Sheela-na-gig (present location), Cork City, Co. Cork
Co. Cork |
Ecclesiastical Sites
A rectangular stone slab in Cork Public Museum carries one of Ireland's more quietly unsettling carvings: a sheela-na-gig, the term given to the stylised female figures found on medieval Irish churches, castles, and loose stones, whose explicit posture has prompted centuries of debate about their purpose and meaning.
This particular figure is worked in raised relief, her large head dominating a flat-chested body, arms running down to curve inward, legs straight with feet turned inwards and touching at the toes. The pose is formulaic in the way that sheela-na-gigs often are, yet the specifics of the carving, the plainness of the body, the deliberate geometry of the limbs, give it a strangely formal quality, as if the mason were following a very precise instruction.

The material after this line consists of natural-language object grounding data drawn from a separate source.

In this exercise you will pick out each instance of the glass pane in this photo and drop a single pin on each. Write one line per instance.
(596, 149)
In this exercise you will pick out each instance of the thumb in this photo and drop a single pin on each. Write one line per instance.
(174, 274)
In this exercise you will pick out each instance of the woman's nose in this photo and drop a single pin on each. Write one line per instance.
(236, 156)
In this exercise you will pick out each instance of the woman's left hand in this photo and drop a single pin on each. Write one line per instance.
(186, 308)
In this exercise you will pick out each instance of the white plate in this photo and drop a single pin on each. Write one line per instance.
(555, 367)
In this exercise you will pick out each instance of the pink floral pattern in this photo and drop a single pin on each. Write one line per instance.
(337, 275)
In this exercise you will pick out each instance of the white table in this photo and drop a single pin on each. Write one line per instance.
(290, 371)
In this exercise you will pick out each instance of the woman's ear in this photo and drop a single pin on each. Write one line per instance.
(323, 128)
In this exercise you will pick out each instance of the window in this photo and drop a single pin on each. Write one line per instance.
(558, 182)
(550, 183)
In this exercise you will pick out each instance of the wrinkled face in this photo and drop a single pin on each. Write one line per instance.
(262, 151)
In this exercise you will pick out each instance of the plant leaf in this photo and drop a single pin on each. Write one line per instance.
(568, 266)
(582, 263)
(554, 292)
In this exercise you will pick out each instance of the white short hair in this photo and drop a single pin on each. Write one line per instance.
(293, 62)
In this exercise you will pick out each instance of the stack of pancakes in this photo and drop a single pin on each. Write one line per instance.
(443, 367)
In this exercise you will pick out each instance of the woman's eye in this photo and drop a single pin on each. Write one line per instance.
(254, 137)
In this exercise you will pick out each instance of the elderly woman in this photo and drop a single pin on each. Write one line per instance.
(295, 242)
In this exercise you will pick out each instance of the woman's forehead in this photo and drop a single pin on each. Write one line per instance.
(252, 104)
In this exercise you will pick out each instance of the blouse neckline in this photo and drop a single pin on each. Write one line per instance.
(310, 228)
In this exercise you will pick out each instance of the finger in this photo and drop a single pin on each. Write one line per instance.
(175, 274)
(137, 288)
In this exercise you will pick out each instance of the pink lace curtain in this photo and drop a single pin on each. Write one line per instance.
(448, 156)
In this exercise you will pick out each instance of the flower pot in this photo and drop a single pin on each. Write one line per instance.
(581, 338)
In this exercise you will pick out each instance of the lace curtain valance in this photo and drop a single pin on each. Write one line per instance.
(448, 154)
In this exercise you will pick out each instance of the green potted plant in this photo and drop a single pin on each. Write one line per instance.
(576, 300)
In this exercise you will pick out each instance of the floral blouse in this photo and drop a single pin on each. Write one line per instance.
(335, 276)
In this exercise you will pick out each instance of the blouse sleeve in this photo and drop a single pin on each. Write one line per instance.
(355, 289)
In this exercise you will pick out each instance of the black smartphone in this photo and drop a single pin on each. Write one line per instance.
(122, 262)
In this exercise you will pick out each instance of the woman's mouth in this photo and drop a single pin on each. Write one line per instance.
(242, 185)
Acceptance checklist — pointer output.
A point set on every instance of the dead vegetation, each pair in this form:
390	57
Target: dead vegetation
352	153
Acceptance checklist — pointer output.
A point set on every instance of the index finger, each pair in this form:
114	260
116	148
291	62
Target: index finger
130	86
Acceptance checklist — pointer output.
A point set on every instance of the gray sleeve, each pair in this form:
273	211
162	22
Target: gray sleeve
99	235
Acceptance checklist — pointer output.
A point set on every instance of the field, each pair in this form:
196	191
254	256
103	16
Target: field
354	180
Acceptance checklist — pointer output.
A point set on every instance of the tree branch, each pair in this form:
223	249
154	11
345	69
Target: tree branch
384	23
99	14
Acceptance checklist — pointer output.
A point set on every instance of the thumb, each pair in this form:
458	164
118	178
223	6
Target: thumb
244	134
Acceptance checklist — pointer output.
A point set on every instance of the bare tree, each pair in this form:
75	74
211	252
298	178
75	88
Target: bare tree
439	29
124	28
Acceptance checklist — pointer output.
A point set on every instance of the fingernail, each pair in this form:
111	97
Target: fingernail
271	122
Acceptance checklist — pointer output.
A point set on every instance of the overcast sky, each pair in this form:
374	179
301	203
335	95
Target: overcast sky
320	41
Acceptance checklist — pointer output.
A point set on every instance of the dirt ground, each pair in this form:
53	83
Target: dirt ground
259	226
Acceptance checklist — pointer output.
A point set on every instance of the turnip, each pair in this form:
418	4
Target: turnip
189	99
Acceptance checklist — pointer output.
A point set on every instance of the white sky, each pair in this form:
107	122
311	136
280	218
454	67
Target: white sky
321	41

The slab's origins are uncertain, which is itself part of what makes it interesting. It has been tentatively linked to a pair of figures once associated with Ringaskiddy, a harbour settlement on the southern shore of Cork Harbour. A researcher named Guest, writing in 1936, noted those Ringaskiddy figures as being held in a private garden, but was unable to locate them. Whether this museum piece is one of that pair remains unresolved. The original find spot is recorded separately, suggesting the slab had already left its first home before it entered the museum's collection.